Mavrikiy Slepnyov graduated from the Warrant Officers' School (1915), Gatchina Flying School (1917), First Higher School of Military Pilots (1923), and Zhukovsky Air Force Engineering Academy (1936). Slepnyov took part in the First World War as a staff captain. He then participated in the Russian Civil War as a military engineer for the 25th Chapayev Rifle Division. In 1925, Mavrikiy Slepnyov became a pilot of the Civil Air Fleet and took part in the exploration of the airways of Central Asia, the Russian Far East, and the Arctic.

== The Deed and further Life ==
Slepnyov was awarded the title of the Fifth Hero of the Soviet Union on April 20, 1934, for the rescue of the SS Chelyuskin crew from an improvised airfield on the frozen surface of the Chukchi Sea near Kolyuchin Island. He personally evacuated 5 men and airlifted ill Otto Schmidt for care to the USA.

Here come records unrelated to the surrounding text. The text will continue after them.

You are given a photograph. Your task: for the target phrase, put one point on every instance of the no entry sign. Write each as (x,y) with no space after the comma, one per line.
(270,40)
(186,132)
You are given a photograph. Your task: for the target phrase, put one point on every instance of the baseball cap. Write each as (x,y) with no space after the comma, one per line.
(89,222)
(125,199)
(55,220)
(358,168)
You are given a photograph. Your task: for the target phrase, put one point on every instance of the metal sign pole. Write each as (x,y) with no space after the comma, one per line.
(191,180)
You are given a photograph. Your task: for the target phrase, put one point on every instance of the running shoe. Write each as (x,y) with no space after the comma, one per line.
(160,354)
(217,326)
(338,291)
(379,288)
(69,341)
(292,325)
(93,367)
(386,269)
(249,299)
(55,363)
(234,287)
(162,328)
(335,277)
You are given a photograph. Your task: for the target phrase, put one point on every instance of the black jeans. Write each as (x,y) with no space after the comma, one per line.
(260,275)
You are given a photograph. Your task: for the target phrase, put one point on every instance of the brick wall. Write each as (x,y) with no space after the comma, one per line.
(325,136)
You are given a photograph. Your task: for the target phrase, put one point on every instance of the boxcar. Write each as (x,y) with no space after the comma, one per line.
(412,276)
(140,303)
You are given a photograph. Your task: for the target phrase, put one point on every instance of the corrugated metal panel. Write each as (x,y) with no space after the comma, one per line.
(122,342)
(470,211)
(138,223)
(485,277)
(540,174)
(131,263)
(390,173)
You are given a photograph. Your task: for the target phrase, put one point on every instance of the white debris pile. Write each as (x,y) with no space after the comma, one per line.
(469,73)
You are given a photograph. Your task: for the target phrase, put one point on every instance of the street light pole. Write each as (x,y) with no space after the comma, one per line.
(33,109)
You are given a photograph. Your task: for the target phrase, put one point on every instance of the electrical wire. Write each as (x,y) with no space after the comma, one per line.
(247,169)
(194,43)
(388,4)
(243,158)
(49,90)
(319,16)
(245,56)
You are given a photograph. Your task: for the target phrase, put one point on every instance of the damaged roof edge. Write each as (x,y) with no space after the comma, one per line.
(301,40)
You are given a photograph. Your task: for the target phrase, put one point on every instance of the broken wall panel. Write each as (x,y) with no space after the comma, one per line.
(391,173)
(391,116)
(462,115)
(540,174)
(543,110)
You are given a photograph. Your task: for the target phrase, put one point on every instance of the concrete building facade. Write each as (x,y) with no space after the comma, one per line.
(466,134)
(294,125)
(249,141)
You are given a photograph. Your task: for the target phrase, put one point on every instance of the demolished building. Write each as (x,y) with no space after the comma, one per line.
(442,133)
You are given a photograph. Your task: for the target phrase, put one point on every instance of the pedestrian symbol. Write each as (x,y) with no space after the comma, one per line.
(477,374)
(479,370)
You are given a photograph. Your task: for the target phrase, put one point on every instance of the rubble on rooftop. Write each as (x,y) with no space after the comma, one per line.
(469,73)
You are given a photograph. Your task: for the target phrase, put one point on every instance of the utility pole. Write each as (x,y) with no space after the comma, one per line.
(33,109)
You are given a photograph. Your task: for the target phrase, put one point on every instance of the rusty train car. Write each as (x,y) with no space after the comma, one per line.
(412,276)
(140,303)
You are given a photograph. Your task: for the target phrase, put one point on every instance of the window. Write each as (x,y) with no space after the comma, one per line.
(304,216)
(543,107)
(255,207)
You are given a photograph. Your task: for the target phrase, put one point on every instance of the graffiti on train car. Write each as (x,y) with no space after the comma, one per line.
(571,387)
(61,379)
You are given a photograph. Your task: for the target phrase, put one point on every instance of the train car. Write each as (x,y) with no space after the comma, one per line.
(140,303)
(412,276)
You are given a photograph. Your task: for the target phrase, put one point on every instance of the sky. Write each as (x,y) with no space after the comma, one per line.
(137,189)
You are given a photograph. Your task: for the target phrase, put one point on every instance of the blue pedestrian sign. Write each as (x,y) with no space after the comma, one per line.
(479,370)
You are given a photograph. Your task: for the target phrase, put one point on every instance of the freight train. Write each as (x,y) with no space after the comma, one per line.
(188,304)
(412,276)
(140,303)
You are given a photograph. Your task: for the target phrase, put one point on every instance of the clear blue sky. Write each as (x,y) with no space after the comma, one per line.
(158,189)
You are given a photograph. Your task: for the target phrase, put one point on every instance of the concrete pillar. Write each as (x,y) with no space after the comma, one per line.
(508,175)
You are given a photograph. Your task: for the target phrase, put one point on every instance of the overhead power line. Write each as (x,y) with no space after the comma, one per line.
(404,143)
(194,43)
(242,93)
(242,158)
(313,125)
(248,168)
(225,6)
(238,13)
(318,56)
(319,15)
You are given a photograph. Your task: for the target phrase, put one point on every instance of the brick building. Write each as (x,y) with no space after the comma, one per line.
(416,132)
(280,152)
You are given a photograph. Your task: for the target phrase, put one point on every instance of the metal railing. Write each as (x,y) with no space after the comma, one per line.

In 1935-1938, Mavriky Slepnyov was a member of the Central Executive Committee of the Soviet Union.

In 1937, he was appointed Chief Inspection Head at the Civil Air Fleet and dirigible squadron commander, at the same time (since 1935). In 1939, Mavrikiy Slepnyov became head of the Civil Air Fleet Academy. During the German-Soviet War, Slepnyov was a deputy commander of the Soviet Air Force Black Sea Fleet aviation brigade (1941–1942) and then was employed by the Main Department of the Naval Air Force and General Headquarters of the Soviet Navy. Mavrikiy Slepnyov retired in 1946.

Slepnyov died on December 19, 1965. He is buried in Moscow, at Novodevichy Cemetery.

Mavrikiy Slepnyov was awarded two Orders of Lenin, Order of the Red Banner, Order of the Red Half Moon of the Tajik SSR and numerous medals. Il-76 TD of Russian Emergency Ministry was named in his honour as well as the street in Moscow and Gatchina.